Former US defense secretaries: The time for questioning the election results has passed

10 living former US defense secretaries warn against involving the military in changing the results of the 2020 presidential election.

Arutz Sheva Staff ,

US President Donald Trump
US President Donald Trump
Official White House Photo by Shealah Craighead

The 10 living former US defense secretaries on Sunday published an opinion piece in The Washington Post in which they said that the time to question election results has passed, adding there is no role for the military in changing them.

The authors of the op-ed include Trump’s two former defense secretaries, Jim Mattis and Mark Esper, as well as each surviving, Senate-confirmed Pentagon chief dating back to former vice president Dick Cheney, who was defense secretary under President George H.W. Bush.

“Our elections have occurred. Recounts and audits have been conducted. Appropriate challenges have been addressed by the courts. Governors have certified the results. And the electoral college has voted,” the former defense secretaries wrote. “The time for questioning the results has passed; the time for the formal counting of the electoral college votes, as prescribed in the Constitution and statute, has arrived.”

The former defense secretaries added, “As senior Defense Department leaders have noted, ‘there’s no role for the U.S. military in determining the outcome of a U.S. election.’ Efforts to involve the U.S. armed forces in resolving election disputes would take us into dangerous, unlawful and unconstitutional territory. Civilian and military officials who direct or carry out such measures would be accountable, including potentially facing criminal penalties, for the grave consequences of their actions on our republic.”

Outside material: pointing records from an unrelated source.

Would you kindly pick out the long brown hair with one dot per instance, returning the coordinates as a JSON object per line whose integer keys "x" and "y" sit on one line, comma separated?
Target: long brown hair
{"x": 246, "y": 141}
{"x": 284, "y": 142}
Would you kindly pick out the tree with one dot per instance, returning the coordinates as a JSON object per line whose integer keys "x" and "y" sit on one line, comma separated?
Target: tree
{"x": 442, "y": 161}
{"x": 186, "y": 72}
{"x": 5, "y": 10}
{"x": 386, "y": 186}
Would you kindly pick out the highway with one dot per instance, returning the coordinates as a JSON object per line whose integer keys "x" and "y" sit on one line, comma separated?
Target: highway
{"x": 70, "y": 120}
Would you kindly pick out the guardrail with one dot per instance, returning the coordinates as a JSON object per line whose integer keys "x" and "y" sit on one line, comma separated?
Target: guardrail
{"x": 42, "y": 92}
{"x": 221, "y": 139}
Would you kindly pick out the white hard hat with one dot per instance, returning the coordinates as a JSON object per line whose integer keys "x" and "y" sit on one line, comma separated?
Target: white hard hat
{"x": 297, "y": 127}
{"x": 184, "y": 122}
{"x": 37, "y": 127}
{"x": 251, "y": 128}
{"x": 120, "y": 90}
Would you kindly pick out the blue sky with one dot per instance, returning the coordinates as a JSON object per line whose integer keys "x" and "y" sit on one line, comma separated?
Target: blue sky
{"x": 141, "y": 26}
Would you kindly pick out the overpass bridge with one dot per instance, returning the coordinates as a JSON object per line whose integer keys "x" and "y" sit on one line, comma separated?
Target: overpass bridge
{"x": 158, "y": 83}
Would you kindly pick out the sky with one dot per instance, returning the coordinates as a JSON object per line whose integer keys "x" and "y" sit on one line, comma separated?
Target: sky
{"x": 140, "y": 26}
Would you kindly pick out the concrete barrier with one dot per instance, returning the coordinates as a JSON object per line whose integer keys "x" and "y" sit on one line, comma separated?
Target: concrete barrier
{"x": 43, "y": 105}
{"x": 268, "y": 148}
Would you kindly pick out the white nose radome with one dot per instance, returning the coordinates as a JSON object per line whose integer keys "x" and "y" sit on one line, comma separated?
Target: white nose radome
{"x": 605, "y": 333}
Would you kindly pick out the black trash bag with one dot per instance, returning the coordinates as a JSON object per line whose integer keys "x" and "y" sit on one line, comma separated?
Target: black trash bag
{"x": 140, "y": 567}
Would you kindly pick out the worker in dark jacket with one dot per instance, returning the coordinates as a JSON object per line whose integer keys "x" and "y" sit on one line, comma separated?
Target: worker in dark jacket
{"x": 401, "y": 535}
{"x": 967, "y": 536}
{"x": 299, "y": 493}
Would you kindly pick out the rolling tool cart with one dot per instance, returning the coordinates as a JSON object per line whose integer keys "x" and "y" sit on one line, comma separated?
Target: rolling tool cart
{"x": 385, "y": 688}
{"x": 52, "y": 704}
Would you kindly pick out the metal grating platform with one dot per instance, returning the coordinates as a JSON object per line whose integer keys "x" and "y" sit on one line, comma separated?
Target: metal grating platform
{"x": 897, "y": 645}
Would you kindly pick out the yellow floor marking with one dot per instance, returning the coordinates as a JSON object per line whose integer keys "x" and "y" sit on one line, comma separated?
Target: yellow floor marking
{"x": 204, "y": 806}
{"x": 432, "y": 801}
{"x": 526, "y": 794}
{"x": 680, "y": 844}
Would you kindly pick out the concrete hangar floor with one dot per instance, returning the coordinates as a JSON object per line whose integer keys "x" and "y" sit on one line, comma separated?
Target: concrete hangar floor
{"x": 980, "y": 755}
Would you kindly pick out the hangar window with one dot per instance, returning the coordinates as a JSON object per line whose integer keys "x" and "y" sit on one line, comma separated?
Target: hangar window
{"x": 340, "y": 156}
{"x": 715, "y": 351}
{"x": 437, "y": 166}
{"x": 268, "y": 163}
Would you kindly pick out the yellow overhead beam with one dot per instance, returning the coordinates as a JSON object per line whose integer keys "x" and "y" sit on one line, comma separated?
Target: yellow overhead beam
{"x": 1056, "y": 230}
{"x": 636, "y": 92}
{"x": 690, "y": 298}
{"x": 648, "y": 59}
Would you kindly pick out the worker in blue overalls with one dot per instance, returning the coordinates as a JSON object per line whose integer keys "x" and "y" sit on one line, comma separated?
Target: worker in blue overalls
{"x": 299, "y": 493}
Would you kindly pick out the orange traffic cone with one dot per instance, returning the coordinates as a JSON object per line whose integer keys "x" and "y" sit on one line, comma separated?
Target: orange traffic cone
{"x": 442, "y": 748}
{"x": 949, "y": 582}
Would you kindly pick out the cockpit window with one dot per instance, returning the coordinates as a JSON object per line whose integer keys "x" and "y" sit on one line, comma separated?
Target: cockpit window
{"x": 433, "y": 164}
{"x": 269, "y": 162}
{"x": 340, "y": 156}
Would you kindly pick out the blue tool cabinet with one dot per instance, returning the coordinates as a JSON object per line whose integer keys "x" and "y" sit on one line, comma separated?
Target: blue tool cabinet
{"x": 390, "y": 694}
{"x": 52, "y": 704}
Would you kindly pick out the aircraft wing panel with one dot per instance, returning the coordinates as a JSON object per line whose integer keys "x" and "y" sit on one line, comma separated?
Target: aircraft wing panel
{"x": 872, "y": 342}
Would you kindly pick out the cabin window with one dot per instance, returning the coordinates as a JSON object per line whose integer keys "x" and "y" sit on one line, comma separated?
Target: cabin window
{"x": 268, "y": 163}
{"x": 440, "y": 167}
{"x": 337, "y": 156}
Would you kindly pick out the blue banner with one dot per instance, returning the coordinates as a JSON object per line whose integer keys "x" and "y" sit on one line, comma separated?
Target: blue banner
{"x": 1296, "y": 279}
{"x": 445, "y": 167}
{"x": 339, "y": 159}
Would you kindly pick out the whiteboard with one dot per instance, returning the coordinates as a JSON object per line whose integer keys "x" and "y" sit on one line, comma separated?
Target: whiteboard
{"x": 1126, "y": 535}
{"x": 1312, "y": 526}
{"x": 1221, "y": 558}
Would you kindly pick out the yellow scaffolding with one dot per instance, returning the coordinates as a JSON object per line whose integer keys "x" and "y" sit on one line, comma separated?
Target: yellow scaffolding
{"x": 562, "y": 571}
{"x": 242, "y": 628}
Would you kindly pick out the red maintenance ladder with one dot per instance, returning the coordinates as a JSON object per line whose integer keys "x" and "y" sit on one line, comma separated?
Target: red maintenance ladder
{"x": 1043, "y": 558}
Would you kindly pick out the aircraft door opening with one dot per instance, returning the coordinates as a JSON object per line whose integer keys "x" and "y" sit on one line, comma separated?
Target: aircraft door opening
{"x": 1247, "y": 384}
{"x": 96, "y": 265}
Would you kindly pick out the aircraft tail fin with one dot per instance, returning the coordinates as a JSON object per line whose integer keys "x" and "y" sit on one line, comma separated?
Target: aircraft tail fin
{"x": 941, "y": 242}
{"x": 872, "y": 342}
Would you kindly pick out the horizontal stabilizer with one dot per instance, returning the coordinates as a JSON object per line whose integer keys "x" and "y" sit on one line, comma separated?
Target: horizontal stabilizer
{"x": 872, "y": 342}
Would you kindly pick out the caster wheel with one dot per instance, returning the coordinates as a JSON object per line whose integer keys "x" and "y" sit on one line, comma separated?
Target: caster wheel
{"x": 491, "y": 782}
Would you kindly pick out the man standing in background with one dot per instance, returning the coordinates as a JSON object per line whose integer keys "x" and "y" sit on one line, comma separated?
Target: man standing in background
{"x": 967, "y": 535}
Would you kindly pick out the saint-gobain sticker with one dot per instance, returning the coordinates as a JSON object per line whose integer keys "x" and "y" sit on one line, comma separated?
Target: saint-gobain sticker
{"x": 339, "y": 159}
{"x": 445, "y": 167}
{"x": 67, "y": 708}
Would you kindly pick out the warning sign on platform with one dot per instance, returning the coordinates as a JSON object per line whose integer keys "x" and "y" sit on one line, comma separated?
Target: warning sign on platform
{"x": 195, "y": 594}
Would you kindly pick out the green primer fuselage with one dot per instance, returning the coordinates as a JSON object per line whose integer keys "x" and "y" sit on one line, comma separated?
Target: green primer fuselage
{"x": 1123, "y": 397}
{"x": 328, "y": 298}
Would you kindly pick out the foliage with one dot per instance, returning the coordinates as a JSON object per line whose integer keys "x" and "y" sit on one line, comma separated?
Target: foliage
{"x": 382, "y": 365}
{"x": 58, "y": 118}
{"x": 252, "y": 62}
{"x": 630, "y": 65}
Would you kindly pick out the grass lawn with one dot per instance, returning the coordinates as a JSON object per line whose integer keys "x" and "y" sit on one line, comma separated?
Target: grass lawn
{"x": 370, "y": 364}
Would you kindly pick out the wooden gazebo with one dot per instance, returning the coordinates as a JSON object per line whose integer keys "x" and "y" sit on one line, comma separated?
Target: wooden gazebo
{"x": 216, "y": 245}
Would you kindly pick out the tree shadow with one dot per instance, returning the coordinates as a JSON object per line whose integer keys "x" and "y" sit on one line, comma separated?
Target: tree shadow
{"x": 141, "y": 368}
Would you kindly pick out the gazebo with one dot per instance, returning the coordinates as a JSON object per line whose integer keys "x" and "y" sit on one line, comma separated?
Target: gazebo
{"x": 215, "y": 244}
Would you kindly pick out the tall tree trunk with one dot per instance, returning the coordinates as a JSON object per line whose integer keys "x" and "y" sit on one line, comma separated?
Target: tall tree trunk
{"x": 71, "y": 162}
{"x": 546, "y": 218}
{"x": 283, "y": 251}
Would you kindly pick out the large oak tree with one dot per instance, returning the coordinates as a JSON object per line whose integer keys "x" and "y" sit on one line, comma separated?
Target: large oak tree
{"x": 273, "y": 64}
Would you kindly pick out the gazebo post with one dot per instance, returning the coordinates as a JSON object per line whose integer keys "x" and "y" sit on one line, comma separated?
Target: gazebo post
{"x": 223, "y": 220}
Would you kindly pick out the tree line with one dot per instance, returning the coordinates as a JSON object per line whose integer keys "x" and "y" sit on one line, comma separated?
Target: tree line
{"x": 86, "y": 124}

They called for the transition at the Defense Department “to be carried out fully, cooperatively and transparently. Acting defense secretary Christopher C. Miller and his subordinates — political appointees, officers and civil servants — are each bound by oath, law and precedent to facilitate the entry into office of the incoming administration, and to do so wholeheartedly. They must also refrain from any political actions that undermine the results of the election or hinder the success of the new team.”

The editorial comes days before the Electoral College results are tallied in Congress on January 6.

A group of a dozen Republican senators, spearheaded by Senator Ted Cruz (R-TX), have said they would seek to challenge President-elect Joe Biden’s victory.

The electors recently met and officially affirmed Biden's election win. Following that, several senior Republicans congratulated Biden, including Senate Majority Leader Mitch McConnell, who acknowledged Biden for the first time as President-elect.

Trump has refused to acknowledge the results of the election, citing widespread election fraud, and has largely been unsuccessful in challenging the results in courts.

Earlier on Sunday, The Washington Post published a recording of Trump pressuring Georgia's Secretary of State to “recalculate” the vote count in his state, because, as he says, “I just want to find 11,780 votes.”